How Many Potatoes Grow Per Plant?


Are you a beginner at gardening and wonder how many potatoes you can grow from a single plant?

Inside this guide, I give you all the information you need to plant the perfect amount of potato seeds so you can harvest enough spuds to feed yourself or your family until the next growing season.

I also explain how to get the most yield from your potato plot and whether or not it’s wise to use store-bought potatoes for seeds, so let’s jump right in!

If you plant four to five pounds of seed potatoes, and all grow in a healthy manner until harvest with ample hilling, you should expect a harvest return of around 125 pounds of spuds.

With the average side dish serving of potato being 1/2 a pound, you can do the math to determine how many potatoes you need for meals to last until you harvest your next crop.

How Do You Maximize A Potato Yield?

There are several ways to maximize the yield from your potato plot. The first is always to make sure you plant a whole seed potato or a cube that three or more eyes, which helps produce more viable plants. 

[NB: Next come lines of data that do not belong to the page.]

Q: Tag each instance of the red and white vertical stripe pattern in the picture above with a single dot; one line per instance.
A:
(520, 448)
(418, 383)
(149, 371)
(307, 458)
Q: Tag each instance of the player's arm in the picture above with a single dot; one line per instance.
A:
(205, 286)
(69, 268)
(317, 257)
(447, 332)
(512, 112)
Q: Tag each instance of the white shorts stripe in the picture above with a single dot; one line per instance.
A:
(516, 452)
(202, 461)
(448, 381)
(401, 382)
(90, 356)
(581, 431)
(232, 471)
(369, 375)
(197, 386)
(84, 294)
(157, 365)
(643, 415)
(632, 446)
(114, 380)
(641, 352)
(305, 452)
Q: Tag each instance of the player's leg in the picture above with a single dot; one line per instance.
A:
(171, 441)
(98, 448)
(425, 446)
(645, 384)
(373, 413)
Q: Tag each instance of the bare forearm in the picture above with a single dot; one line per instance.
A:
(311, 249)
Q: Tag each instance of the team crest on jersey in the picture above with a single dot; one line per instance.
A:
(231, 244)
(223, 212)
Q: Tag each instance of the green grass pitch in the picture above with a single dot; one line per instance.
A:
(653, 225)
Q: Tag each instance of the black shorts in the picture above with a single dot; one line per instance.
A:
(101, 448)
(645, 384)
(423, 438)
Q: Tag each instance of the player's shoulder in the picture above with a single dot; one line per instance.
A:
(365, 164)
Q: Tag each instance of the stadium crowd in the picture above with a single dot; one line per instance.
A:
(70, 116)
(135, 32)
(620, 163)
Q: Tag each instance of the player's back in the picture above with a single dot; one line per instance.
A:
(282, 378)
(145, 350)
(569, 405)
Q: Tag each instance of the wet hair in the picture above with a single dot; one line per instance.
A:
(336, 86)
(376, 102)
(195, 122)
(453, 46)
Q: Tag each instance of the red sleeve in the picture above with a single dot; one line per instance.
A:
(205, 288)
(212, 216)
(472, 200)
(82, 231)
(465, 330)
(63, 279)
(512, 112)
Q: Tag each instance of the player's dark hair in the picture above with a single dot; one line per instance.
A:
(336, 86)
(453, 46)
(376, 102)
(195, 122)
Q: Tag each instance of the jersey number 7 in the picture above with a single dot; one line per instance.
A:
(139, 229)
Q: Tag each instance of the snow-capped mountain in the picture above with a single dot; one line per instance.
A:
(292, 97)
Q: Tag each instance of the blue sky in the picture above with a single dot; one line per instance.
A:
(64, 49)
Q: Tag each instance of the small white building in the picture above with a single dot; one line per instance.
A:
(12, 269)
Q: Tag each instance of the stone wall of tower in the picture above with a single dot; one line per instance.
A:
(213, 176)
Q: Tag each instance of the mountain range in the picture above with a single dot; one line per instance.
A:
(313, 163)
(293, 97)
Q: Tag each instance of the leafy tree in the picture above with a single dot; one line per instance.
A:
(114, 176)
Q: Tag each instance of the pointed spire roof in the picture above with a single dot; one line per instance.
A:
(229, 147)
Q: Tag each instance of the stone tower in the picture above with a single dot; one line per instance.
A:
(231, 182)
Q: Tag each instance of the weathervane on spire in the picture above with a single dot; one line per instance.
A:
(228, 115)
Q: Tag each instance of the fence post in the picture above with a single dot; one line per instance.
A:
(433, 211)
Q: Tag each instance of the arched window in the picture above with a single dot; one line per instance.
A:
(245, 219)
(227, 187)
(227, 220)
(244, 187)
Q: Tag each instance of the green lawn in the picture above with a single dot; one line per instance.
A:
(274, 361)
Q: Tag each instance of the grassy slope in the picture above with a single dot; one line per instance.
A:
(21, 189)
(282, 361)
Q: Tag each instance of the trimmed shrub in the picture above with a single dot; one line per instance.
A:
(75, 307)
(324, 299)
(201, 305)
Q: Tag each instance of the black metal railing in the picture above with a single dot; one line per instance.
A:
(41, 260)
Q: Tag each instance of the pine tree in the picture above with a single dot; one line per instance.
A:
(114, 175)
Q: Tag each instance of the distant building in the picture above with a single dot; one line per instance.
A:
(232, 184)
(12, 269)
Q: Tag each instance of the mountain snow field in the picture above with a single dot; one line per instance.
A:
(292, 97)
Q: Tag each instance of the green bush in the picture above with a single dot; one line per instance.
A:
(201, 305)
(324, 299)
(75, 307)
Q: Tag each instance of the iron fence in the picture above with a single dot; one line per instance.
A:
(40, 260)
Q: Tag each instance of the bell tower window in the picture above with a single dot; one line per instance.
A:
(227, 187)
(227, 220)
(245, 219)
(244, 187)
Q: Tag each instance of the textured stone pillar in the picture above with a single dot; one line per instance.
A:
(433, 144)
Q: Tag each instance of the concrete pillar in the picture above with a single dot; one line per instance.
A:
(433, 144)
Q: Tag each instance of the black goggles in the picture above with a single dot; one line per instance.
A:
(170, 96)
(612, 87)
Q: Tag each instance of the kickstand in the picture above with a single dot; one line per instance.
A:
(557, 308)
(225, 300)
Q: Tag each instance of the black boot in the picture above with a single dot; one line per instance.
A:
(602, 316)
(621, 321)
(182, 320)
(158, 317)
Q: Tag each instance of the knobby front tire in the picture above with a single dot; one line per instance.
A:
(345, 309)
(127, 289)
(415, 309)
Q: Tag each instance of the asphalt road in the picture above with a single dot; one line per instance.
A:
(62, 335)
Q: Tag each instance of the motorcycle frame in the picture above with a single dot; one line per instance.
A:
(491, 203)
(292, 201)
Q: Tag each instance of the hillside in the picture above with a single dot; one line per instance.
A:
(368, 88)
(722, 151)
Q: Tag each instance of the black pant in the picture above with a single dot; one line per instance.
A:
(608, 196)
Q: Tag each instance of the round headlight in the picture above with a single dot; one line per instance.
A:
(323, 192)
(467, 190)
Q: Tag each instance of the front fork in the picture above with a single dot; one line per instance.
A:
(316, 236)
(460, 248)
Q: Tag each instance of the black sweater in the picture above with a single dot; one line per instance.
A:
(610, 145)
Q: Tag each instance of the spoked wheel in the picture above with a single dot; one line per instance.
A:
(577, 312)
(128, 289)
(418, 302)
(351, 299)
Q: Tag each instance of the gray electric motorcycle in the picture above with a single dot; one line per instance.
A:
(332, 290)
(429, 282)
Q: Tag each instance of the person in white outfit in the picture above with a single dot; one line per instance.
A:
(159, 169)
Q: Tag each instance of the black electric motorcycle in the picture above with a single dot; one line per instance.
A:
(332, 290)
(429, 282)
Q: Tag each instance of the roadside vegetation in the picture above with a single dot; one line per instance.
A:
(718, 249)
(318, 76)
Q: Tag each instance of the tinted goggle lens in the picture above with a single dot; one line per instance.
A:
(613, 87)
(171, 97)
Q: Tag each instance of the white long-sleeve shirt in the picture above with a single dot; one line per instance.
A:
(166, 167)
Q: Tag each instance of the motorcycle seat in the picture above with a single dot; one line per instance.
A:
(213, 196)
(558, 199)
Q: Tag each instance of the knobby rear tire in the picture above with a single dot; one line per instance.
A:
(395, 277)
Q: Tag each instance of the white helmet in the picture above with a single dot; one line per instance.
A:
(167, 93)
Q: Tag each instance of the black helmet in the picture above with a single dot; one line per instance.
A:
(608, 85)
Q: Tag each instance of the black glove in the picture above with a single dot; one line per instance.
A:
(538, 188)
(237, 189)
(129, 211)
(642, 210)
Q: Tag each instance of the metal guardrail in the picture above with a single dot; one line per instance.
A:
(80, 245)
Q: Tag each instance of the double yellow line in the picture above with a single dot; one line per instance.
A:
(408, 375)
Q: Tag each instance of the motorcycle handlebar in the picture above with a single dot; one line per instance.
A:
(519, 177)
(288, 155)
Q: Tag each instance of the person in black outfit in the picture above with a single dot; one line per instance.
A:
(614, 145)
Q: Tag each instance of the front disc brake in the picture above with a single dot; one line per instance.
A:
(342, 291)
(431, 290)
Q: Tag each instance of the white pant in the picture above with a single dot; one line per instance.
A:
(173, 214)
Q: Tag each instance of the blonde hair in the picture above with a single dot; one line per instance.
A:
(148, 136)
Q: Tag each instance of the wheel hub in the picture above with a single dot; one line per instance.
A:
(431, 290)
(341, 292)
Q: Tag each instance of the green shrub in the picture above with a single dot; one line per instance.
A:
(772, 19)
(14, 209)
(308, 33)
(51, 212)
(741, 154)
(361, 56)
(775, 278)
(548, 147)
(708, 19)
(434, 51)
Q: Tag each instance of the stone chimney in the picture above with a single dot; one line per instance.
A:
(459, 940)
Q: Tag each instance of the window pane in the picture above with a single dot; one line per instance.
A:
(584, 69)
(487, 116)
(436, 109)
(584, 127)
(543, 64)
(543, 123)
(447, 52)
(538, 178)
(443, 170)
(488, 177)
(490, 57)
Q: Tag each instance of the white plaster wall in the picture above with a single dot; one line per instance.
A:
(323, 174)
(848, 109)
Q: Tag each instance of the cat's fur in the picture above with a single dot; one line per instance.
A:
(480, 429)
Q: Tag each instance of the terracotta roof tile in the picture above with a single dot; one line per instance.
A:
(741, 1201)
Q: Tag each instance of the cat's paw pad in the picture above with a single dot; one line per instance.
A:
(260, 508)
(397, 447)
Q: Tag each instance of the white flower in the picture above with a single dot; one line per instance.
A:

Don’t worry about plants crowding up. As long as the soil is right, the roots and tubers will spread and grow just fine.

Using loose soil that drains well is the second way to increase potato yield. Potatoes are a root crop and need space to spread roots and grow plump tubers. Compacted soil will produce small potatoes as they struggle against the dirt to increase in size.

Proper hilling is the third way to harvest more potatoes since it forces more tubers to grow as the plant reaches for the surface sunlight. Two or three hillings during the growing season are better than one.

The fourth way to increase yield is to provide ample water and six or more hours of direct sunlight during the critical active tuber-growing stage. Never let the soil dry out, nor keep it soggy, which will rot out the growing potatoes. Use a moisture meter to keep tabs on soil conditions.

Related | Best Soil Moisture Meter Reviews

The fifth way to increase your harvest is by planting the correct variety of potato. Pontiac Red, Kennebec White, and Purple Majesty all consistently produce an abundance of potatoes.

Lastly, proper nutritional support is essential to produce the most significant crop from your potato plot.

I prefer to use a potato-specific fertilizer in the trench at planting and during mid-season to give the plant the boost they need to produce the most potatoes.

Can I Grow Potatoes From Store Bought Potatoes?

Yes, you can technically grow potatoes from the ones you buy at the store. 

We have all found a forgotten potato with a sprout or two during our lifetime. You can plant this in the ground and, in theory, harvest some potatoes if you plant it during the proper growing season and tend to it correctly.

In reality, I find that the experts are right when they recommend only using certified seed potatoes in a vegetable garden.

Why certified?

Growers treat potatoes sold in the produce section of a grocery store with sprout inhibitors to slow down any budding during shipment and while at the store. You may find that planting seeds from these potatoes will result in weak or zero growth after weeks of waiting.

Another possible issue using store-bought potatoes for seed is that they often harbor microorganisms or diseases that can spread throughout your garden plants.

Certified potato seeds come with a guarantee that they are free of diseases that can destroy a potato crop. They also are more robust, which will increase the plant’s yield. Lastly, certified seed means no sprout inhibitor treatment, which ensures vigorous growth.

In Summary

When you know how many potatoes to expect from one plant, it’s much easier to plan your seasonal garden. 

Understanding the average yield from certain potato varieties and using the best growing practices can help you achieve a very successful potato crop.

I hope you try out the tips in this guide to increase your potato yield, so you can cultivate even more spuds in the same growing space, which is a delightful bonus!